Alejandro Rodríguez Cortés*.
Nunca entendí por qué Rogelio Ramírez de la O aceptó ser el Secretario de Hacienda de Andrés Manuel López Obrador. Dicen que a un presidente de la República no se le puede decir que no, pero don Rogelio lo hizo por lo menos en un par de ocasiones antes de que asumiera como titular de las finanzas nacionales a mediados de 2021.
Razones tenía, y de sobra, para no llegar al ala norte de Palacio Nacional: era un consultor privado dueño de su propia firma, que tenía como clientes a importantes empresas multinacionales con intereses en México, poseedor de un prestigio profesional nada desdeñable y con ingresos más que suficientes para vivir bien y tranquilo.
Amigo del fundador de la mal llamada Cuarta Transformación, el trabajo en Ecanal -su empresa- no se vio afectado por participar como consejero en la vacilada de aquel gabinete legítimo que AMLO configuró luego de su primera derrota electoral en 2006, ni por permanecer cerca del tabasqueño como asesor en el segundo descalabro de 2012 o en la campaña ganadora del 2018.
Creo que acertó cuando decidió no incorporarse desde el inicio al gabinete del desastre, ese mal fario que comenzó inmediatamente con la cancelación de la obra que nos daría un nuevo aeropuerto de clase mundial.

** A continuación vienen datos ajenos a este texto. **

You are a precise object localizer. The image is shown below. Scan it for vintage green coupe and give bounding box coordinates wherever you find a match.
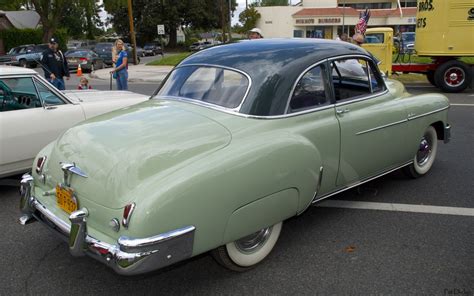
[20,39,450,275]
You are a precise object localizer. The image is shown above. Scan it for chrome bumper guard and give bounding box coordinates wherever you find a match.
[444,124,451,144]
[19,174,195,275]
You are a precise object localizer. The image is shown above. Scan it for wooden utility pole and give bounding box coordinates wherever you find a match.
[127,0,138,65]
[228,0,232,43]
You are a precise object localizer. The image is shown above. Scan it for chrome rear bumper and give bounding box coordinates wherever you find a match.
[19,174,195,275]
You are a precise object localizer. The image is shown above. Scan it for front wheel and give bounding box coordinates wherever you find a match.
[403,126,438,178]
[211,222,282,271]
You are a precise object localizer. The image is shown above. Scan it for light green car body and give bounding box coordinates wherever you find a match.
[21,39,451,274]
[30,78,449,258]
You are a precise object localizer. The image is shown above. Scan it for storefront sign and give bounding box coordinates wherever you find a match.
[296,19,315,24]
[318,18,341,24]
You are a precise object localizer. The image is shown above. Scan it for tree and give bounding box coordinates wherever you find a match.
[254,0,289,6]
[30,0,70,42]
[238,6,261,34]
[103,0,237,47]
[59,1,103,40]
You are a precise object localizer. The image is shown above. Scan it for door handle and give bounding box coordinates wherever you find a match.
[336,108,350,115]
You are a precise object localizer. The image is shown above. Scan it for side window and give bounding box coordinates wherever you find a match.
[367,60,386,93]
[289,64,329,113]
[35,80,66,106]
[331,58,371,101]
[0,77,42,112]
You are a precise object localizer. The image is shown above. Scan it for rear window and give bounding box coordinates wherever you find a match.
[66,51,90,57]
[157,66,249,109]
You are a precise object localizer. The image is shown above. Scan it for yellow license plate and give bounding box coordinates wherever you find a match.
[56,185,78,214]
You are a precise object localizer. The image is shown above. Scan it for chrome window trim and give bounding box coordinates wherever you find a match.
[407,106,450,121]
[327,54,389,104]
[356,119,408,135]
[33,74,74,104]
[162,63,253,112]
[157,95,336,120]
[334,89,390,107]
[284,59,330,114]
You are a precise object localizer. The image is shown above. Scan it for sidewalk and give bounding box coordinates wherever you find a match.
[89,64,173,83]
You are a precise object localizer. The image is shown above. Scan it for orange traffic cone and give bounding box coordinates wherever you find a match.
[76,64,83,77]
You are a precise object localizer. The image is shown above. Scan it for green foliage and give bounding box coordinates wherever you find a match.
[253,0,289,6]
[103,0,237,47]
[0,28,68,51]
[59,0,103,40]
[146,52,192,66]
[238,7,261,34]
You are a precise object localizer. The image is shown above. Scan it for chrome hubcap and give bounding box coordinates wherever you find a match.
[444,67,465,87]
[234,226,273,254]
[416,138,431,166]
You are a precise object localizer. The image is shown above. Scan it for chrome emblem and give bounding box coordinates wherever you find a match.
[60,162,88,186]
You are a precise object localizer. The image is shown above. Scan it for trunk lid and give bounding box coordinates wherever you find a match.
[46,100,231,209]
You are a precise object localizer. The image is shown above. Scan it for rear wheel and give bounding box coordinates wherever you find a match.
[19,59,27,67]
[403,126,438,178]
[434,60,471,93]
[211,222,282,271]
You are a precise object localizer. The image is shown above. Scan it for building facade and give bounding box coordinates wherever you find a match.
[255,0,417,39]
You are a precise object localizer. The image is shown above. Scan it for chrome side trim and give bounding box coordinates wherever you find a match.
[334,89,390,107]
[356,119,408,135]
[407,106,450,121]
[311,161,413,204]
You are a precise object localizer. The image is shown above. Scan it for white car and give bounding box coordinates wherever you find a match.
[0,66,149,178]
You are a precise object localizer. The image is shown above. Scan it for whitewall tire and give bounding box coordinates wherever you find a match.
[212,222,282,271]
[404,126,438,178]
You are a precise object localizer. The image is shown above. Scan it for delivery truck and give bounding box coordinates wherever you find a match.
[363,0,474,92]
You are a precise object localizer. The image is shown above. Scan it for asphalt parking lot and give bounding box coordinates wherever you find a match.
[0,85,473,295]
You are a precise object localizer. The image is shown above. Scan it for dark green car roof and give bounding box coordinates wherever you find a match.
[179,38,373,116]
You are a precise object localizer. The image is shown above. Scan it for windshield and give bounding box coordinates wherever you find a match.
[157,65,249,109]
[402,33,415,42]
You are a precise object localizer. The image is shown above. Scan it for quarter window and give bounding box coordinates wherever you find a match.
[289,64,329,113]
[35,80,66,106]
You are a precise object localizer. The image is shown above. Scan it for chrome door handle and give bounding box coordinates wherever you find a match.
[336,108,350,115]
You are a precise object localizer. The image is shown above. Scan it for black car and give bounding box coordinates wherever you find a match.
[93,42,140,66]
[143,43,163,56]
[65,49,105,73]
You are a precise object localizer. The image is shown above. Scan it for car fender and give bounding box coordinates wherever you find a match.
[126,132,322,256]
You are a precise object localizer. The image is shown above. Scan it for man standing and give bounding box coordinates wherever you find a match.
[41,37,70,90]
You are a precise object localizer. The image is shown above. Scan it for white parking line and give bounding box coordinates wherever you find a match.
[316,200,474,217]
[451,103,474,106]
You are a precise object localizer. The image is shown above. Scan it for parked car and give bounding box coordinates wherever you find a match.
[0,44,48,68]
[143,43,163,56]
[93,42,114,66]
[93,42,140,66]
[125,43,145,57]
[189,41,213,51]
[65,49,105,73]
[0,66,149,178]
[19,39,450,275]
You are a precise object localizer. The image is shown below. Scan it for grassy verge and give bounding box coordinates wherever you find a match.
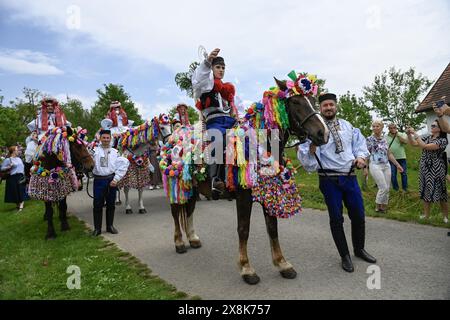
[286,146,450,229]
[0,184,190,299]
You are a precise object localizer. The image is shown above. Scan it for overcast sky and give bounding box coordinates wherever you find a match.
[0,0,449,120]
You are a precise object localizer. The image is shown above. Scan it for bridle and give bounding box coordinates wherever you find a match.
[285,96,320,148]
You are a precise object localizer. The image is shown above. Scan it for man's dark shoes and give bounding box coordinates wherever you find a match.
[106,226,119,234]
[355,249,376,263]
[341,254,354,273]
[92,229,102,236]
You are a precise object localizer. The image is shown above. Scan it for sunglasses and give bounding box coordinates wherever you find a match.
[431,124,439,128]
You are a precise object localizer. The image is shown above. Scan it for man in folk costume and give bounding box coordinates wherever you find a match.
[92,127,129,236]
[27,97,71,140]
[297,93,376,273]
[172,103,190,131]
[107,101,134,145]
[192,48,238,199]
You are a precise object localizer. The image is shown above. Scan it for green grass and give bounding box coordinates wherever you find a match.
[0,184,189,300]
[286,145,450,229]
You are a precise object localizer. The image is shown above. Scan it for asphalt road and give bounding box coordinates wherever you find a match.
[67,187,450,300]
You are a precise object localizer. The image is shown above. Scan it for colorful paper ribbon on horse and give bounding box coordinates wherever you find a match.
[159,126,206,204]
[118,120,158,151]
[36,127,71,163]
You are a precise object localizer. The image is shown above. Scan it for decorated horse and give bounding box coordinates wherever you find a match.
[28,126,94,239]
[117,114,173,214]
[160,72,329,284]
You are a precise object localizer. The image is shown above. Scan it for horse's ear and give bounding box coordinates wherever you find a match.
[274,77,287,91]
[66,126,73,136]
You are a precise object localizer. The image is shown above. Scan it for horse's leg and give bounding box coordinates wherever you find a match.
[186,191,201,248]
[138,188,147,214]
[171,204,186,253]
[45,201,57,240]
[263,208,297,279]
[115,188,122,205]
[124,187,133,214]
[236,188,259,285]
[59,198,70,231]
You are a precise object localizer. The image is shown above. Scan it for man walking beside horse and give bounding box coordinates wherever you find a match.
[297,92,377,273]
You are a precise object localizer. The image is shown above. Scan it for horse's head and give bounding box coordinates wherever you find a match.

Ese hecho desencadenó el declive económico mexicano del que los miembros y aplaudidores de la 4T culpan a la pandemia.
Quizá por el rebote económico que era lógico viniera tras la emergencia sanitaria, Ramírez de la O aceptó finalmente ser Secretario de Hacienda a partir de junio de 2021, pero nunca las tuvo todas consigo: no logró consolidar a su propio equipo ni ser un actor influyente -aunque parezca increíble por la cartera que ocupaba- en el devenir del malogrado sexenio.
Por complicidad o por omisión, el hoy ex secretario es responsable de uno de los despilfarros de dinero público más escandalosos de los que se tenga memoria en México. A partir de resultados electorales que no fueron los que esperaba el régimen en 2021, nuestro país entró en una vorágine infinita de irresponsabilidad fiscal para cubrir el monumental costo de las dos prioridades del gasto público obradorista: terminar sus obras insigna y -sobre todas las cosas- repartir dinero a diestra y siniestra con el único fin de comprar voluntades, lealtades políticas y votos.
Independientemente de lo político, que configuró así una elección de Estado para que ganara la candidata oficial, Claudia Sheinbaum, la borrachera se ocultó primero con un criminal recorte a los gastos de salud, educación y mantenimiento de infraestructura para luego -inevitable- eso se financiara con deuda.
Y así, el gobierno que juró ser diferente por no endeudarse, cerró el sexenio con un saldo en contra de 17 billones de pesos (en 2018 esa cifra era de 10 billones), con un monstruoso déficit fiscal equivalente a 6 puntos del Producto Interno Bruto, y un crecimiento económico promedio anual de menos del uno por ciento, el peor en 40 años.
Esas son las cuentas del “Benemérito” secretario de Hacienda y Crédito Público al que Sheinbaum le pidió quedarse unos meses transicionales para “calmar a los mercados”, que ya habían descontado la frágil situación económica mexicana y que le apostaban a dos cosas: que la presidenta con A corrigiera el rumbo y que Donald Trump no ganara las elecciones en Estados Unidos. Con ello, México podría aprovechar el fenómeno “nearshoring” y retomar la senda positiva de la economía.
Pero nada de ello sucedió. Y 5 meses después, Rogelio Ramírez de la O regresa a su consultoría, con pesadas cuentas en la espalda y un prestigio minado por la implacable realidad cuyo culpable -como la pandemia hace 6 años- será ahora el arancefílico Trump, aunque el destino nacional estuviera escrito aún antes de su regreso.
Edgar Amador Zamora se sacó la rifa del tigre. Como hace casi 4 años pensé y escribí en relación con su antecesor, no entiendo cómo aceptó ese cargo. Pero ya veremos lo que pase.